ウェブサイトも「黄色」。メルマガ(ブログといった方がいいかもしれない)は、映像や音楽とは関係のない「人生」や「生き方」に関するもの。

でも、こうやって書きながら、そうか・・・と思ったが、ブログのコンテンツには、彼が注目するCMが組み込まれてあったり、トピックスはピクサーのアニメだったりと、映像製作が仕事である人間だからこそ書ける内容である。

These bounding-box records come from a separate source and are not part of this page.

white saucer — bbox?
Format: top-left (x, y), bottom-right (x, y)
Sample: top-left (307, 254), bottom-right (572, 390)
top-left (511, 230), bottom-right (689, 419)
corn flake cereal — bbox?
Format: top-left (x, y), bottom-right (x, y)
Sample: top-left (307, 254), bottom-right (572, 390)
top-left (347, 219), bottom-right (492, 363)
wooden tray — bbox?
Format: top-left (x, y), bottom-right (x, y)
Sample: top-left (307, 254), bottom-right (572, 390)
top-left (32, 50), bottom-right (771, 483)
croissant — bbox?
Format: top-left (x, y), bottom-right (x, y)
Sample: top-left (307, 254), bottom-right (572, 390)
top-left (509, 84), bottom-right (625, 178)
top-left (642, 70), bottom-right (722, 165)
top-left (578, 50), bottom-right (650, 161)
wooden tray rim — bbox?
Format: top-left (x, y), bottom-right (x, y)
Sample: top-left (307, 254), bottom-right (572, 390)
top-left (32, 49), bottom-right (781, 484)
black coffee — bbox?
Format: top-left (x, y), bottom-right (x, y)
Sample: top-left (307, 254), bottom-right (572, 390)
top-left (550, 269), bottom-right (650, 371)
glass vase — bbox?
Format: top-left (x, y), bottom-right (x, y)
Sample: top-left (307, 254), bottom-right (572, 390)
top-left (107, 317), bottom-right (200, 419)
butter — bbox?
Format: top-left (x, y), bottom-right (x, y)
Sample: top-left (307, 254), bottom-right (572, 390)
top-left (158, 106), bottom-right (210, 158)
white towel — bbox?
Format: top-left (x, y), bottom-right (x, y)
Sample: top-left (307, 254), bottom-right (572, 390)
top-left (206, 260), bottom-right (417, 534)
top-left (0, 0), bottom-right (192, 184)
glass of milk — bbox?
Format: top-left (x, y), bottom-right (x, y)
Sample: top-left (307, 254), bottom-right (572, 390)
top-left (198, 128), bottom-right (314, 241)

そのブログ、今日のコンテンツには、ピクサーの「カールじいさんと空飛ぶ家」という映画を引き合いにして、こんなことが書いてあった。

「仏教の教えの中にも、
 何かを手放さないと次の何かはやって来ない。
 というものがあるそうで、

 血はたえず巡り続けるように、人も世も動き方は同じ。
 血が凝り固まったり、滞ったりすると身体はどうなるか・・・
 つまり、消極的になって停滞することが
 いかに危険で無意味なことか、分かってきます。

 凄く大切な真理ですが、
 僕らはそんなに強い人間ばかりじゃないから
 今持っているものを手放すなんてすごい怖いことですし、
 過去の美談をどんどん忘れることなんて決してカンタンじゃない。

 でも、この映画は、たえず僕らの肩を
 ぽんぽん叩いてくれて、こう言うんです。

 「ええねん!」

 中略

 ひとつは、今のままのお前で『ええねん』ってこと。
 自分を好きになってええねん、もっと自信をもってええねん。
 それこそ、カールじいさんの半生ぐらい素敵やねんで
 と言ってくれてます。

 そしてもうひとつは、手放して『ええねん』
 大切なものを捨ててもええねん。また次来るからええねん。
 それは、この映画のストーリーのようにまた素敵やねんで
 と言ってくれています」。

彼の凄いところは、変に格好付けない、ということだ。

見習うべきことが多い人である。

ところで、先程、「贈ります!」と約束したまま僕の自宅に置いたままになっていた「SFIDA」のボールを箱に詰めた。

彼のメルマガのお陰で、一年越しの約束をはたすことができそうである。